Due to social media, news had spread to folks in Aruba, and I did two interviews over the phone while on the bus.  One was on the ATV-15 NBC affiliate, and the other was on TeleAruba, a TV station that has existed since my childhood.

I showed the above video (in full resolution) at our team meeting the next day, and some of the stills I shot.  I think we all felt that this was something that could occur eventually if you are in this business long enough.  The part that stays with me was that there were a lot of kids at the launch, and I could hear them crying while we were rushing to the bus.  Since there were a lot of Nano and Cube Sats on this flight, I thought perhaps they had put some of these together as students, which would have been even more traumatizing.  Perhaps it was instead the emotional flip from joy to fleeing that caused them the most distress.  Hopefully, it will fuel their desire to work in the space program in the future.

Although it was a traumatic night, but no one got hurt and that is the important thing.

Rebuild of a second unit

As is often the case, we had built a second spare flight unit, but it was not environmentally tested.  We put this unit through testing, and the finished second unit is shown below

second flight unit
Second flight unit ready for delivery (January 2015)

Diagon Alley Universal Studios
The second and successful launch was on December 6, 2015 aboard an Atlas V on the OA-4 mission.  It was very cloudy and we were limited to seeing it from the badging station outside of the KSC gate.  As a result, we saw no view of the launch.  Great pictures on the site.

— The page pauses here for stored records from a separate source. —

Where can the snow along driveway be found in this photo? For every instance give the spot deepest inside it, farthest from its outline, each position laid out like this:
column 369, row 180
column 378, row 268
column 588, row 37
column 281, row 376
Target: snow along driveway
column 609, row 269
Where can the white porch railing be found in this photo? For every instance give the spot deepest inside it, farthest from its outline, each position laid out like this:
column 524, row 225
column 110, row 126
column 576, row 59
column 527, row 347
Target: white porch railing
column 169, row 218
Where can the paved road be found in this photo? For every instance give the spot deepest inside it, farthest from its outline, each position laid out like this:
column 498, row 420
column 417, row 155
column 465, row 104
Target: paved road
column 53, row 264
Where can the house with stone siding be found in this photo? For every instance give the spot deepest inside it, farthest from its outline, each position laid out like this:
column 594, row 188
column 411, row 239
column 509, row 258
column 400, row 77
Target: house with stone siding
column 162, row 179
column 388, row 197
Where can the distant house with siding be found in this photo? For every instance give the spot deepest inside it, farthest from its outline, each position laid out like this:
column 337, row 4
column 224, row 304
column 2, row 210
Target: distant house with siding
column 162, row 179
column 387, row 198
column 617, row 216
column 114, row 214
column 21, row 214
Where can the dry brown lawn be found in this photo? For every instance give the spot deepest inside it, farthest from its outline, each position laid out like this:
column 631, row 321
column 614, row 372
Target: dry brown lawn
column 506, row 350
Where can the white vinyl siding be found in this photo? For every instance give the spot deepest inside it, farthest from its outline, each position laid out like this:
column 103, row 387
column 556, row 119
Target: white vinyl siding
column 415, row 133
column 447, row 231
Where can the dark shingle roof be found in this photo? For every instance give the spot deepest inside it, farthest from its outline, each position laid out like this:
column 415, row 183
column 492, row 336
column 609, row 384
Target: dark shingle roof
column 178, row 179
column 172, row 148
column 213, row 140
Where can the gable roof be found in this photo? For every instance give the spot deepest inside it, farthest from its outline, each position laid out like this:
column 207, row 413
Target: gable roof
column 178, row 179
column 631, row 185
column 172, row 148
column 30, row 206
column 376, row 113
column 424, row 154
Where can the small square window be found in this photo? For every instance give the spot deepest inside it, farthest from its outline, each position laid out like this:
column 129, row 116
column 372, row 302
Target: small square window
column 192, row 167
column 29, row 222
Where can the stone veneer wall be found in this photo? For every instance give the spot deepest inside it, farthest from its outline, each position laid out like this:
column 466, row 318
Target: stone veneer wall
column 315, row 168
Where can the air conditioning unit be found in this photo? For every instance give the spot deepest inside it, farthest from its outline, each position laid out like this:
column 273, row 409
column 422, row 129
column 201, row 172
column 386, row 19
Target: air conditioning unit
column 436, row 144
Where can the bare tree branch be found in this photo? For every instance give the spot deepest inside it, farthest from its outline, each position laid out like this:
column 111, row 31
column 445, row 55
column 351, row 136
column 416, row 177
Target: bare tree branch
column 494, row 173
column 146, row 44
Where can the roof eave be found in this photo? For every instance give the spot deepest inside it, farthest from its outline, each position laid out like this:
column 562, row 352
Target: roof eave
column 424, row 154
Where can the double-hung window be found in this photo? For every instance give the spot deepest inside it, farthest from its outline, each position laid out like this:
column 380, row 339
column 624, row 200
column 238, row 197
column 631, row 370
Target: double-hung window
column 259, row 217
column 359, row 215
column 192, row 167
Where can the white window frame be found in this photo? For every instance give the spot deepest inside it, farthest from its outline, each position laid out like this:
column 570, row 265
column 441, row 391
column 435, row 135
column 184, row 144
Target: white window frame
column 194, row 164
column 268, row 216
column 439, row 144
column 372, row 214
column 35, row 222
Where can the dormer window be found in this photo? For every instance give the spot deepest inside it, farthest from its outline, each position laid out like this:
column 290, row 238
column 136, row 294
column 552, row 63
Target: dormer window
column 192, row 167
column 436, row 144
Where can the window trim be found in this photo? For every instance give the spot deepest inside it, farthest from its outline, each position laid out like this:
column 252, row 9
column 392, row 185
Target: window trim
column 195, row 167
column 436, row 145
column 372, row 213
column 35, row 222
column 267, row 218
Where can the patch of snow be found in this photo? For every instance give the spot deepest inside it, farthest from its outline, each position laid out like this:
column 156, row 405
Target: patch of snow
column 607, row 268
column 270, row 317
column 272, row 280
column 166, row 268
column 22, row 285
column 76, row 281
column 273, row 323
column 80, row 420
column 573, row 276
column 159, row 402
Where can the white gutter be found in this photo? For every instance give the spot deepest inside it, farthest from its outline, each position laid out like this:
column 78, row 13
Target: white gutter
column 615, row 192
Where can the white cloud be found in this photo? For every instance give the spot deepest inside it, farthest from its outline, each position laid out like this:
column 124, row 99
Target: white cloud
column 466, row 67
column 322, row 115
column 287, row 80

Instead, we used the time to explore Diagon Alley (Harry Potter's world) at Universal Studios.

Cygnus arrival at ISS
The Cygnus vehicle arrived and was grappled on 12/9/15 at Space Station.
Image from here.  ALL was then brought inside and stowed in storage.

First Ops in Space for RELL
On November 29, 2016 we saw our first operational use on ISS.
By then, we had been renamed the Robotic External Leak Locator, or RELL.
This fuzzy screen capture shows the instrument being held by the
SPDM arm and taking samples of the vacuum environment.
Operation went perfectly with expectations and we saw some
useful readings that corresponded with venting events.

Robotic External Leak Locator in use
A close-up picture of RELL (middle) being held by the SPDM (lower right).
By scanning around with the robot arm, we were able to locate
the ammonia leak conclusively.

My next project is Raven (early 2017 launch).